Précisons d'abord que GH ramène, dès l'introduction, la fameuse mémoire involontaire à son sens 'brut', c'est-à-dire non seulement les madeleines, pavés inégaux et autres serviettes empesées, mais tout épisode narré qui, par la suite, réapparaît sous forme de réminiscence inopinée, instaurant par là une correspondance herméneutique entre l'impression première et le(s) rappel(s) ultérieur(s). Ainsi, au fur et à mesure que ce récit d'une vie avance vers son terme (c'est-à-dire le moment de sa narration), c'est une multitude de réminiscences qui nous font remonter le temps narré pour découvrir le sens occulté par la narration première, ce qui nous amène en fin de compte à une réflexion sur les causes et les procédés du camouflage initial.

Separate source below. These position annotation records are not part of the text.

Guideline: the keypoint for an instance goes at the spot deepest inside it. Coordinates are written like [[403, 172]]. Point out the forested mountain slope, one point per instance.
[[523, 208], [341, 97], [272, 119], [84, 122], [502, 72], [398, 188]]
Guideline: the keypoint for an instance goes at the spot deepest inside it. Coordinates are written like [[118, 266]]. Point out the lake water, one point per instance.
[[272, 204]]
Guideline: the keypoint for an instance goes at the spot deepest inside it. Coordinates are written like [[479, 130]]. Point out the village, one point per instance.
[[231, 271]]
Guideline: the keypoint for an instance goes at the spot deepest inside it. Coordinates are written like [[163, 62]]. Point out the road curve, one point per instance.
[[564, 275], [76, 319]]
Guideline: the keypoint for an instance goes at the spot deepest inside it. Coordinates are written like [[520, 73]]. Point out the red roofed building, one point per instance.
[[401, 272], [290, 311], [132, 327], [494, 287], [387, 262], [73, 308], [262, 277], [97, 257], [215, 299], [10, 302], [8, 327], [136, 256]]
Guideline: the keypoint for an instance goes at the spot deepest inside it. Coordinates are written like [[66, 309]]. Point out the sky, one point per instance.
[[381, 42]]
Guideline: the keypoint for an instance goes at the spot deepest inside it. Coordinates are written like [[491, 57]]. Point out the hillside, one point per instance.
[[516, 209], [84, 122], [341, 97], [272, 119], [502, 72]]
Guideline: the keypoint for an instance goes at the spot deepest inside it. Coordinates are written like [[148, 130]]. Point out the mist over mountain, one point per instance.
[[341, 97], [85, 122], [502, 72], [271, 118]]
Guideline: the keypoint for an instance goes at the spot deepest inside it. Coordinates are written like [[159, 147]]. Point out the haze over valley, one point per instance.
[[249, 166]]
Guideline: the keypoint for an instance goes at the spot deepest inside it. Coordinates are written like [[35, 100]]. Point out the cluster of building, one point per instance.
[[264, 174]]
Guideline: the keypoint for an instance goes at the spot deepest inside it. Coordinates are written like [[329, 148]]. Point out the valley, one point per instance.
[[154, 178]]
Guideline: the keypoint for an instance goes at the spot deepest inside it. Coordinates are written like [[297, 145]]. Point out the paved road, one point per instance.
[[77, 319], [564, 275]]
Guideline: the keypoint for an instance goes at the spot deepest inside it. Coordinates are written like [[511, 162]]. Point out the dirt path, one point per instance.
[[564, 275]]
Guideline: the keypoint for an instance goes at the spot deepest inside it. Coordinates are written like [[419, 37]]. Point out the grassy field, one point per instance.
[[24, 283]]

Voyons, à titre d'exemple, le premier cas examiné (p. 31 ss), tiré du fameux drame du coucher. On se souvient peut-être que les affres du petit garçon commencent par «les deux coups hésitants de la clochette» annonçant l'arrivée de Swann (Pléiade I, p. 23), et qu'elles se terminent par le son du «grelot» que déclenche automatiquement toute ouverture de la porte du jardin, signal qui, en l'occurrence, annonce le départ de l'intrus (I, p. 33). Ce sont là, au prime abord, des détails parfaitement oiseux que personne ne songerait à retenir puisque le vrai drame concerne le baiser refusé, puis obtenu, de maman. Néanmoins, c'est précisément ce signal sonore que le souvenir ultime du héros (à l'avant-dernière page de La Recherche) situe au premier plan du vieux drame, ni la clochette ni le grelot, mais une sonnette aux épithètes plutôt déroutantes : «tintement rebondissant, ferrugineux, intarissable, criard et frais». D'où un nécessaire retour en arrière qui nous apprend que le récit itératif des visites habituelles de Swann, récit sans rapport direct avec le drame proprement dit, avait déjà opposé, dans une digression descriptive, le grelot criard à la clochette harmonieuse. Contraste qui semblait alors purement esthétique, mais qui frappe notre regard rétrospectif puisque, le soir du drame, la clochette avait marqué le désespoir du garçon, et le grelot, l'espoir. Avec le recul du temps, l'essentiel est donc cette sonnette synthétique qui neutralise les oppositions et frappe d'équivoque les valeurs initiales. (Signalons en passant un petit accident de parcours : l'analyse de ce passage intervertit parfois les termes de clochette et de sonnette : pp. 33-34, 39).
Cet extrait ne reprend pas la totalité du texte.